Direktur Jenderal Perhubungan Darat Kementerian Perhubungan Djoko Sasono dalam konferensi pers di Jakarta, Kamis (17/12) kemarin mengatakan pelarangan beroperasi tersebut tertuang dalam Surat Pemberitahuan Nomor UM.3012/1/21/Phb/2015 yang ditandatangani oleh Menteri Perhubungan Ignasius Jonan, tertanggal 9 November 2015.
"Sehubungan dengan maraknya kendaraan bermotor bukan angkutan umum dengan menggunakan aplikasi internet untuk mengangkut orang dan/atau barang, perlu diambil langkah bahwa pengoperasiannya dilarang," katanya.

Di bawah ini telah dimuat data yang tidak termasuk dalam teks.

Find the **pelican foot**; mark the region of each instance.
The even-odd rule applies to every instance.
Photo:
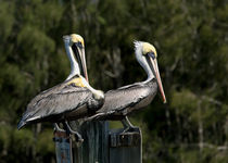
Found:
[[[60,126],[56,123],[54,123],[54,130],[55,131],[66,131],[66,130],[60,128]]]
[[[131,127],[126,127],[124,128],[124,130],[121,133],[122,134],[126,134],[126,133],[137,133],[139,130],[139,127],[135,127],[135,126],[131,126]]]
[[[65,122],[64,125],[65,125],[66,131],[68,134],[75,135],[76,141],[78,141],[78,142],[83,142],[84,141],[81,135],[78,131],[73,130],[67,122]]]

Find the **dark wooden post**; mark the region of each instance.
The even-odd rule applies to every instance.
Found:
[[[135,128],[110,129],[109,122],[84,123],[80,128],[83,143],[73,141],[74,163],[141,163],[141,131]]]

Aturan pemerintah itu sontak membuat masyarakat senewen dengan mengucapkan komentar pedas. Ucapan pedas dan penolakan terhadap aturan itu banyak berseliweran di media sosial.
Seperti akun, @joko98, yang mengatakan, "Larangan yang sudah terlambat sekali, lalu masyarakat yang sudah akrab menggunakannya gimana? #gojek,". Selain itu ada @tedisatriamahdi, yang mengucapkan, "@kemenhub151 indonesia public transport: ngetem, ugal2an, desak2an harga se enaknya. kalo belum bisa ngasi yg baik ga usah larang2.. #gojek,"
Salah satu akun bahkan menyebut Menteri Perhubungan, Ignasius Jonan saat ini jadi berubah konservatif. "Jonan kok jadi konservatif ya? Ada apa #gojek," ujar dia.
Akun, @alivegurl bahkan menyatakan pemerintah ingin menbuat rakyat menderita dengan melarang gojek. "The govt must hate the people and like to see them suffer, why else would they bring this up now? #gojek #grabbike," ujar dia.